Beijing: As global concern about climate change and rising carbon dioxide emissions grows, China, the developing world’s biggest polluter, is sending confusing signals about its willingness to clean up energy production and tackle environmental pollution.
China, which accounts for 12 percent of global carbon dioxide emissions, was among some 141 countries that had ratified the UN Kyoto Protocol on global warming when it took effect in February last year. The move enabled Beijing to paint itself as a defender of the environment while condemning the United States, which has withdrawn from the treaty, as “irresponsible”.
Since February last year though, China has also joined an alternative forum to the Kyoto Protocol — the Asia Pacific Partnership on Clean Development and Climate. The forum, nicknamed the “Coal Pact”, groups the world’s six leading greenhouse-gas (GHG) emitting nations – U.S., Australia, China, India, Japan and South Korea.
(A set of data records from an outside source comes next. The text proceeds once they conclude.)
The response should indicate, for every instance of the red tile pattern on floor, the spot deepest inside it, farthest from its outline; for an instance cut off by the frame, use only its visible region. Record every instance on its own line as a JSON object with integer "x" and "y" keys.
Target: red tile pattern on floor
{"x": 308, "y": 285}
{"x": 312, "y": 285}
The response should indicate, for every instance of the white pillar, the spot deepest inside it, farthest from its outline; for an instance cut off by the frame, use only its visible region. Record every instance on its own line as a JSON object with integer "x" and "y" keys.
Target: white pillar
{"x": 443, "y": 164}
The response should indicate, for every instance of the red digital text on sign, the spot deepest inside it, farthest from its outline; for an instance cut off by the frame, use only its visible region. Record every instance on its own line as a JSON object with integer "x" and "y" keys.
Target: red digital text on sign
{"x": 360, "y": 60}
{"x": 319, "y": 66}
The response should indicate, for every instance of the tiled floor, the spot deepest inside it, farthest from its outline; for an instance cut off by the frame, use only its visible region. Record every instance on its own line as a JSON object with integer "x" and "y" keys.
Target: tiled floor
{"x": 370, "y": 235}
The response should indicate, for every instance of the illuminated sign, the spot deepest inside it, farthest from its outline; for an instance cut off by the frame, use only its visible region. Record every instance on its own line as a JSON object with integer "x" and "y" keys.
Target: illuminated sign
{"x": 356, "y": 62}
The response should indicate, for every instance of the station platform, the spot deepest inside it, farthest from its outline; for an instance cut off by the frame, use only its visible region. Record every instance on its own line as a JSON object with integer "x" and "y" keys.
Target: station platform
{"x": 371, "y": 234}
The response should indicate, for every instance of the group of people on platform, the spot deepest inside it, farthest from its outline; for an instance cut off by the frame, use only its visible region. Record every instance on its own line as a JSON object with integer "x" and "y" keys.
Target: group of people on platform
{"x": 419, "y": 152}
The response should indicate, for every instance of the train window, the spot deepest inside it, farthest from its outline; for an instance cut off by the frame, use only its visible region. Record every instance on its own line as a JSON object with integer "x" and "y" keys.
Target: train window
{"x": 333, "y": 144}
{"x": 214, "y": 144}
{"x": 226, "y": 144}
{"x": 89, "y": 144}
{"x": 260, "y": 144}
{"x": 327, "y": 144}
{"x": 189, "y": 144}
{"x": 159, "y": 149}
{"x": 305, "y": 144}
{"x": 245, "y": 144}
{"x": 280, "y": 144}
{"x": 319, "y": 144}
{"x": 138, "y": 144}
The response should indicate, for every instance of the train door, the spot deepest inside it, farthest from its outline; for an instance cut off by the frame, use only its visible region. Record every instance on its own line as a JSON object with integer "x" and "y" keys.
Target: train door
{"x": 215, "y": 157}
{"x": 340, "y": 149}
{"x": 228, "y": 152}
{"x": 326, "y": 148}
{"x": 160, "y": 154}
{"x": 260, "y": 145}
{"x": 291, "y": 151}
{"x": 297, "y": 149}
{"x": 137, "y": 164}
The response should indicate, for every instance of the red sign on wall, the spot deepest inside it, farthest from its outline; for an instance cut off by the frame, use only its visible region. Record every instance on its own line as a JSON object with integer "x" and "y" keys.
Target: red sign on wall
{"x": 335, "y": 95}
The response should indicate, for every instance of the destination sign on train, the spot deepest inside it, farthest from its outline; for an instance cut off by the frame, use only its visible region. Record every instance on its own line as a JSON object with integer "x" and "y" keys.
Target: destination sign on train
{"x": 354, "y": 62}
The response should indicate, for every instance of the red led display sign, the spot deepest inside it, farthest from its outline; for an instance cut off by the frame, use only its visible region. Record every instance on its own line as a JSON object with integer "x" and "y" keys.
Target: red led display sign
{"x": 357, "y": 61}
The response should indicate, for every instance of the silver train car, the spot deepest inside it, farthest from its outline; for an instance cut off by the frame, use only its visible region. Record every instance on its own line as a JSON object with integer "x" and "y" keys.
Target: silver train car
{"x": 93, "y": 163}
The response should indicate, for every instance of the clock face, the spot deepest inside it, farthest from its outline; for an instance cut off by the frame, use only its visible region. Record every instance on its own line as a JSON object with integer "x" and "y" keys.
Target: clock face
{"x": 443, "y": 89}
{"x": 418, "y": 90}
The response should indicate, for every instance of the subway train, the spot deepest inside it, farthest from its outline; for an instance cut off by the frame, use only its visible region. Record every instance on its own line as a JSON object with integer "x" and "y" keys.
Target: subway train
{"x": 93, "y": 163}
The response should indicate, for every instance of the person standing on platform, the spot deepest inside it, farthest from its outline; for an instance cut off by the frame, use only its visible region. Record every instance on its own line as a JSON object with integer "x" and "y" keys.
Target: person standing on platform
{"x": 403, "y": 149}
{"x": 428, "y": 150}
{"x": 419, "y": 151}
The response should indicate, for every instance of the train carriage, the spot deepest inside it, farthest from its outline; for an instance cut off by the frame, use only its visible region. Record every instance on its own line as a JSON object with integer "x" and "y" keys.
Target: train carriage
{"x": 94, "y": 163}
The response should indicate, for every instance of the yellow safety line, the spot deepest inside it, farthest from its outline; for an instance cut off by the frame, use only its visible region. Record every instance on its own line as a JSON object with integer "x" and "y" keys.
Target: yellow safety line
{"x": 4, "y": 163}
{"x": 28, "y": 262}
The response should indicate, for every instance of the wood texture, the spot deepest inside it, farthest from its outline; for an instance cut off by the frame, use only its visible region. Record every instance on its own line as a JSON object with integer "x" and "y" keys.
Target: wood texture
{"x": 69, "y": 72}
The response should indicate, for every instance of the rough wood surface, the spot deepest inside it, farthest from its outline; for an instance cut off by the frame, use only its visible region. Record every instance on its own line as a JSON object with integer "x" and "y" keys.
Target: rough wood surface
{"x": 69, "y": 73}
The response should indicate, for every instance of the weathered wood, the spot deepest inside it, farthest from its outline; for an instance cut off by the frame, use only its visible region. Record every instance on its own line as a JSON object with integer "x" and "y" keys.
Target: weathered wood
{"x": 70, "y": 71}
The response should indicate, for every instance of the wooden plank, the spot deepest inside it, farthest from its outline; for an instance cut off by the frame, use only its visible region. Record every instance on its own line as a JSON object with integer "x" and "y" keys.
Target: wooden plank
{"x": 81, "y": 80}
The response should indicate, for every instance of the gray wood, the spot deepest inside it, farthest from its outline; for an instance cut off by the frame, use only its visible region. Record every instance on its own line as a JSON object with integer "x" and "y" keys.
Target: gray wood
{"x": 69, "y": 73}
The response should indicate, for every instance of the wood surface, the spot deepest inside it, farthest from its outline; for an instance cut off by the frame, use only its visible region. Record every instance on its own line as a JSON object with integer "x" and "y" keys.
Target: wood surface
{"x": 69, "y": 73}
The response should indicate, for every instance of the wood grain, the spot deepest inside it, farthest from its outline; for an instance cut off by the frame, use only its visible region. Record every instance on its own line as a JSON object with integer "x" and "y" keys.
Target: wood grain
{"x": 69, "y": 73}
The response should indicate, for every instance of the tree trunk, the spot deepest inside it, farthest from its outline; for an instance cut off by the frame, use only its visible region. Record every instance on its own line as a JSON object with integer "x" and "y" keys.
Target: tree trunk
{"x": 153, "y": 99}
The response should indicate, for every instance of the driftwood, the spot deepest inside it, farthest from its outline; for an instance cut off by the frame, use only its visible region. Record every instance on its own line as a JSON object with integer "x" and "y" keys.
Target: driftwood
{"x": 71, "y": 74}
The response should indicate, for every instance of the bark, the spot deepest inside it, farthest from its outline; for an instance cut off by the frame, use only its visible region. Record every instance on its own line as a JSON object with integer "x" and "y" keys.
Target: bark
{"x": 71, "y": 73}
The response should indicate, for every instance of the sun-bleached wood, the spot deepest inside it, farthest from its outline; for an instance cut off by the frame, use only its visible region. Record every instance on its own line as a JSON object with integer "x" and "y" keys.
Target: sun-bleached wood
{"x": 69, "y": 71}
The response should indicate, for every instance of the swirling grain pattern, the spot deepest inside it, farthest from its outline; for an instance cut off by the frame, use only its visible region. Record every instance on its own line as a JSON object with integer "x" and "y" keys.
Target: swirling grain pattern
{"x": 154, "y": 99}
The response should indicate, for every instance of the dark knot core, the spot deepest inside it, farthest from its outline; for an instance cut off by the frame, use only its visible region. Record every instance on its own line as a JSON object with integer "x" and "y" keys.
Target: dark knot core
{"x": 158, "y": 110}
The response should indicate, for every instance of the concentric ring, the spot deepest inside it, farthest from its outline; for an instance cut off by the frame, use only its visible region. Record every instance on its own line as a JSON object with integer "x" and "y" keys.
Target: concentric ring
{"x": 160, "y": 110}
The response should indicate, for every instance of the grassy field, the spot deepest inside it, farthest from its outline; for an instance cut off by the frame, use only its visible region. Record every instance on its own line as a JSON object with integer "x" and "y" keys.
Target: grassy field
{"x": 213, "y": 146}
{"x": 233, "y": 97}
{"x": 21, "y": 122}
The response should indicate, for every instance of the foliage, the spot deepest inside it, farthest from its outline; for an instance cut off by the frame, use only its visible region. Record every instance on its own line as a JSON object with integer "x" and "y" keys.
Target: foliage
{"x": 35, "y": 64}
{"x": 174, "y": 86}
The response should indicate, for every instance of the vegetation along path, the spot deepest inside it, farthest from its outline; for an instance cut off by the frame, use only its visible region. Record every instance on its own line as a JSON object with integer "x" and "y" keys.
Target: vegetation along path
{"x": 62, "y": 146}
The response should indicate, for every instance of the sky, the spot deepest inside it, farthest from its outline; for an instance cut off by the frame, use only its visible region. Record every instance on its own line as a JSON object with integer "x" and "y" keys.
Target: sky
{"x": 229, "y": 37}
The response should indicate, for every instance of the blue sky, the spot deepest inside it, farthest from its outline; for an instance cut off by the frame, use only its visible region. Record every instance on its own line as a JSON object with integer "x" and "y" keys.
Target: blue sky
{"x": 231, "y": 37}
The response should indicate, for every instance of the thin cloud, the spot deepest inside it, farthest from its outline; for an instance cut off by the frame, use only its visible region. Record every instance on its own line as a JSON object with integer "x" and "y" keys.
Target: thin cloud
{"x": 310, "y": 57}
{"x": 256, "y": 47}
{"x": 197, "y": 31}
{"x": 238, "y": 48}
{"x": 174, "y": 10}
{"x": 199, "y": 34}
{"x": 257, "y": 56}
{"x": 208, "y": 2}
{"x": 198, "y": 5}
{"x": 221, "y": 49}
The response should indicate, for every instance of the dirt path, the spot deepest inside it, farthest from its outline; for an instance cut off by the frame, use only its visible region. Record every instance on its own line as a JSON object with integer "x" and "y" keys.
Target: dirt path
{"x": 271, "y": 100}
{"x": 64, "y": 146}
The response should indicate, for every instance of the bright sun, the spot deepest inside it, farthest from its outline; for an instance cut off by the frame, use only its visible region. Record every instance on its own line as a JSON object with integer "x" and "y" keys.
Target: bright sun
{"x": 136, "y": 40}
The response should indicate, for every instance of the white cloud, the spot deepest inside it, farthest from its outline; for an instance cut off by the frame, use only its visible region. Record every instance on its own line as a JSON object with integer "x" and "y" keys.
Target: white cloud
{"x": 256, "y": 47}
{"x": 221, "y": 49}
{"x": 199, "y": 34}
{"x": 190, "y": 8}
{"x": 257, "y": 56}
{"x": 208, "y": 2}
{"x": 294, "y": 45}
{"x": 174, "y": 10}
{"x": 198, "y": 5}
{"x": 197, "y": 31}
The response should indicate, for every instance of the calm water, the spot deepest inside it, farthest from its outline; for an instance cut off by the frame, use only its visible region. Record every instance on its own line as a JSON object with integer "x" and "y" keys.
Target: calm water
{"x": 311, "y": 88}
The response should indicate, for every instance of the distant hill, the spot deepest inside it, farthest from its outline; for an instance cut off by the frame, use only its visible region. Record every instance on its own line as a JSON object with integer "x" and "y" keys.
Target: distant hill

Rather than committing countries to firm targets for cutting GHG emissions like the Kyoto Protocol, the “coal pact” aims to promote technologies that reduce emissions of carbon dioxide in coal and allow it to burn cleanlier. Environmentalists have lambasted the forum as an attempt to divert attention from the refusal of the U.S. and Australian governments to sign the Kyoto Protocol.
China however, has signed both pacts – a stance of ambiguity, reflecting its conflicting interests of meeting its fast-growing economy’s voracious energy demands and placating worldwide concern about global warming. Last week, it also attended the first conference of the Asia-Pacific Partnership, presided over by Australian Prime Minister John Howard in Sydney.
Officially, Beijing has manifested polite but restrained support for the new climate change coalition. The Sydney meeting got little attention in the state-run media, compared to the Montreal meeting in December when Kyoto signatories negotiated the extension and strengthening of the 1997 U.N. landmark agreement.